Non-Disclosure Agreements (NDAs) in Sale–Purchase Transactions Under Kenyan Law

In a sale–purchase transaction in Kenya, a Non-Disclosure Agreement (NDA) can be initiated by either party, depending on the circumstances of the transaction.

 

1. Who Initiates the NDA?

 (a) Seller – Most Common

The seller usually initiates the NDA, especially where:

  • Confidential financial records will be shared
  • Trade secrets or proprietary information are involved
  • Due diligence is required before negotiations progress

This is common in:

  • Business sales
  • Share purchase transactions
  • Asset acquisitions
  • Real estate transactions involving sensitive valuation data

 (b) Buyer

A buyer may initiate the NDA where:

  • The buyer is disclosing funding sources
  • The buyer is revealing investment strategy or proprietary acquisition structures
  • The transaction involves competitive bidding

 (c) Mutual NDA

In many structured transactions, parties sign a mutual NDA, meaning both sides agree to protect each other's confidential information.

 

2. Legal Parameters Under Kenyan Law

In Kenya, NDAs are governed primarily by contract law and related statutes.

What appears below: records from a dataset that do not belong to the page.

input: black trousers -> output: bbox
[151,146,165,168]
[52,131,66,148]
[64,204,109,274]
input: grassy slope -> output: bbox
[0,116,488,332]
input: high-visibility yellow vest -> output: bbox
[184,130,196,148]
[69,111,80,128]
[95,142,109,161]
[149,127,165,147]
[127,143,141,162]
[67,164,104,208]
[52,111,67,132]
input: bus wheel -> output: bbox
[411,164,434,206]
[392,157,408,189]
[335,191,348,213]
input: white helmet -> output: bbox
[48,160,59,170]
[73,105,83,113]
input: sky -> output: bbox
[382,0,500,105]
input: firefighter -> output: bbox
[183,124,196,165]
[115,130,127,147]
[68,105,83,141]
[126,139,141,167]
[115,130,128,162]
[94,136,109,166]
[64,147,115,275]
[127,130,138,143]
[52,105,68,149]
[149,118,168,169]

(a) Contract Law Requirements

Under the Law of Contract Act, an NDA must satisfy the essential elements of a valid contract:

  1. Offer
  2. Acceptance
  3. Consideration
  4. Intention to create legal relations
  5. Capacity of parties

Without these elements, the NDA may be unenforceable.

 

(b) Confidentiality & Commercial Protection

While Kenya does not have a single standalone “Trade Secrets Act,” protection arises under:

  • Common law principles of confidentiality
  • The Trade Secrets Act (where applicable)
  • The Competition Act (in cases of unfair competition or misuse of confidential information)

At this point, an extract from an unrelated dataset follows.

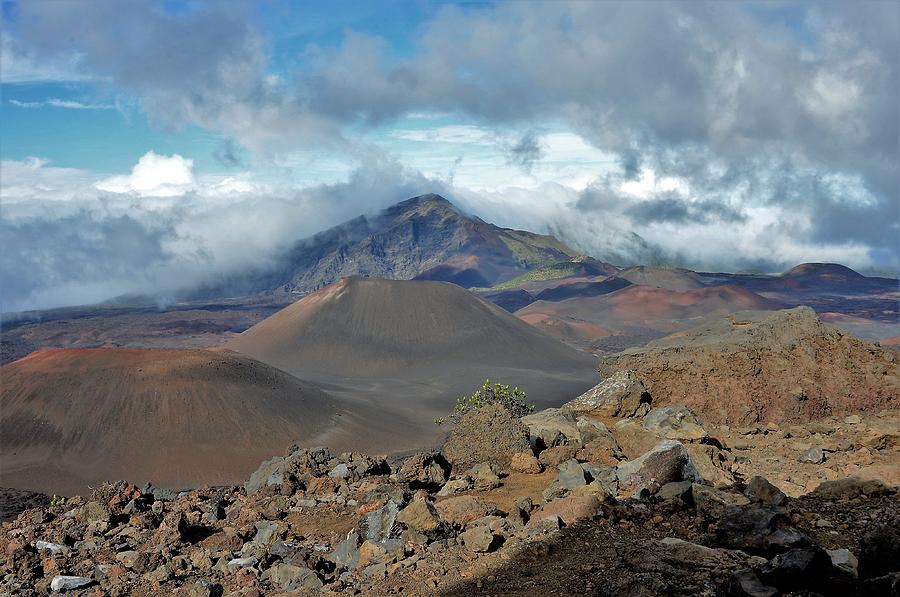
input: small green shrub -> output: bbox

Courts in Kenya recognize and enforce confidentiality obligations where:

  • Information has the necessary quality of confidence
  • It was disclosed in circumstances importing an obligation of confidence
  • There is unauthorized use or disclosure

 

(c) Data Protection Compliance

If the NDA involves personal data, compliance with the Data Protection Act is mandatory.

Key considerations:

  • Lawful processing of personal data
  • Data subject rights
  • Security safeguards
  • Restrictions on cross-border transfer

Failure to comply can attract regulatory penalties.

 

(d) Reasonableness & Public Policy

Kenyan courts will not enforce:

  • Clauses that are overly broad or indefinite
  • NDAs used to conceal illegal conduct
  • Terms contrary to public policy

The duration and scope must be reasonable.

 

3. Key Clauses Required in a Kenyan NDA

A properly drafted NDA should include:

  • Definition of confidential information
  • Purpose limitation clause
  • Non-disclosure obligations
  • Permitted disclosures
  • Term/duration
  • Return or destruction of information
  • Remedies (injunction, damages)
  • Governing law clause (Kenyan law)
  • Dispute resolution (litigation or arbitration)

 

4. Remedies for Breach in Kenya

If breached, the injured party may seek:

  • Injunction (to stop further disclosure)
  • Damages
  • Account of profits
  • Specific performance

Proceedings are filed before the High Court of Kenya depending on jurisdictional value.

 

Practical Summary

  • Seller usually initiates the NDA in sale transactions.
  • Kenyan NDAs are governed mainly by the Law of Contract Act, common law principles of confidentiality, and the Data Protection Act (if personal data is involved).
  • The agreement must be reasonable, specific, and legally compliant to be enforceable.